My faith is evolving from a religion of revealed truth to a religion of language and symbol. The faith of my childhood and young adulthood – taking for granted that a personal God is real, that scripture is God breathed, and that there is an after life – is now effectively dead. I question all of that, now. I don’t know what happens after I die, but I think “nothing happens” is the most likely answer. My understanding of God has expanding into something so abstract and impersonal that I can hardly call it God at all, and the personal God of my old faith is long gone.
All of this is hard for me. When I first encountered these irreversible deaths they did, indeed, feel like deaths. I felt like I was watching the death of my beloved grandmother all over again.
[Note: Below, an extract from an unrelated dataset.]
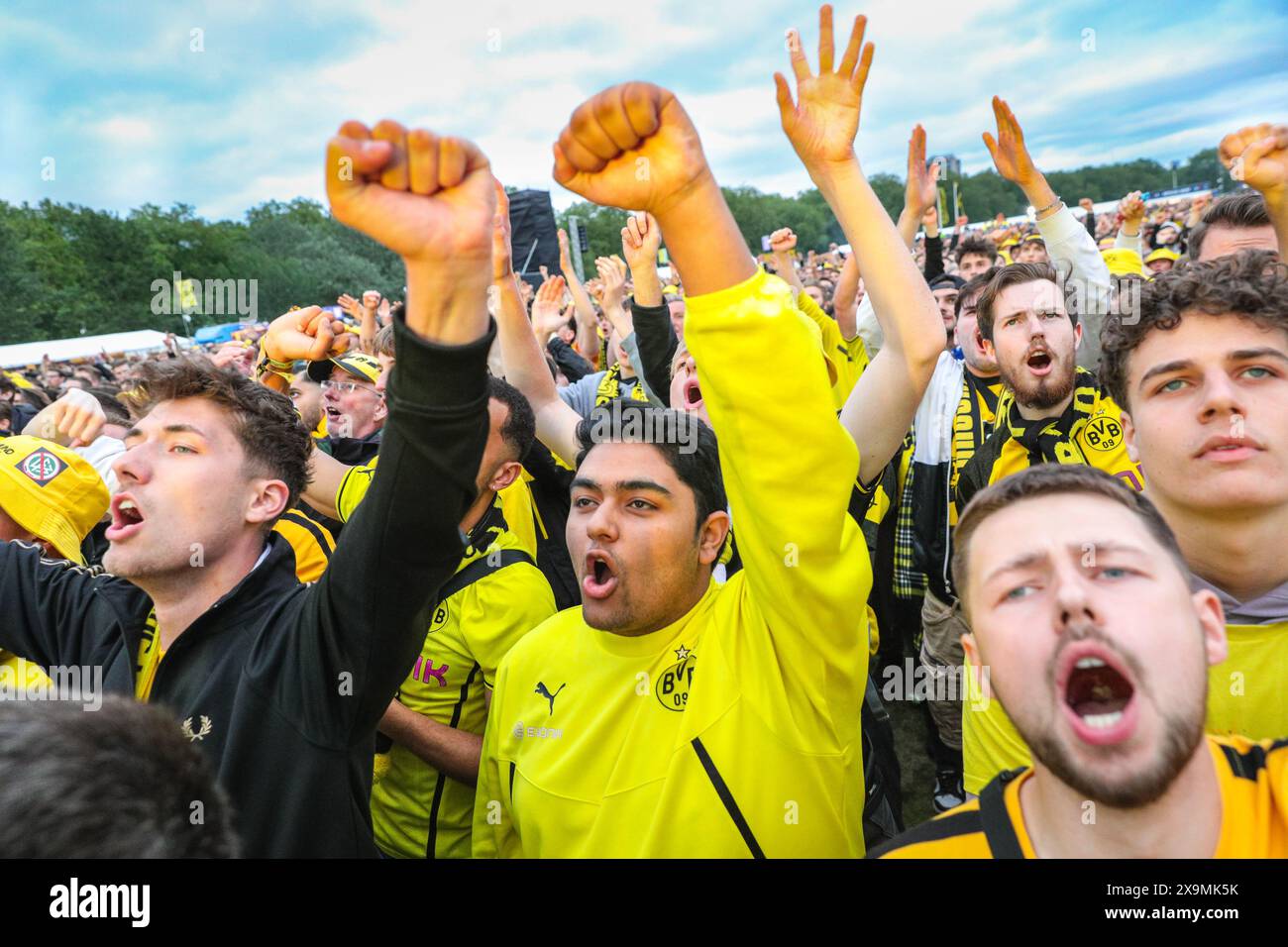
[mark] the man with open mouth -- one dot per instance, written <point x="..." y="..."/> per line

I didn’t know how I was to live, think, or breathe without a personal God guiding my step.
And yet, I now find myself in church more than I ever have before. I find myself reading Scripture, praying, and even still speaking in tongues. I still feel the presence of God, though I know that it might all be in my head.
Somehow, even without faith and without belief in the supernatural, my religion lives on.
It is because of this that I still call myself a Christian. These practices are imbedded so deep that even without God they live on. Perhaps this is what I’ve needed and wanted the whole time, any way: a guiding myth and symbol, a tradition and cultural identity, but one that allows me the skepticism and scientific worldview that I so value. Perhaps I need religion, but not a personal God.
The fundamental shift in my religion is this: I no longer see my religion as a set of theorems and rules about the world around me, but more as a language. It is the filter through which I understand the world. It is my mother tongue. It’s the symbolism I dream in, move through, and gives shape to my thoughts. It binds me to a cultural identity that gives me great comfort.
Accepting Christianity as a language and not as fact or truth acknowledges that there are many languages. Christianity may not be the healthiest, most beautiful, or best language, but it is my language, and I will never be rid of it.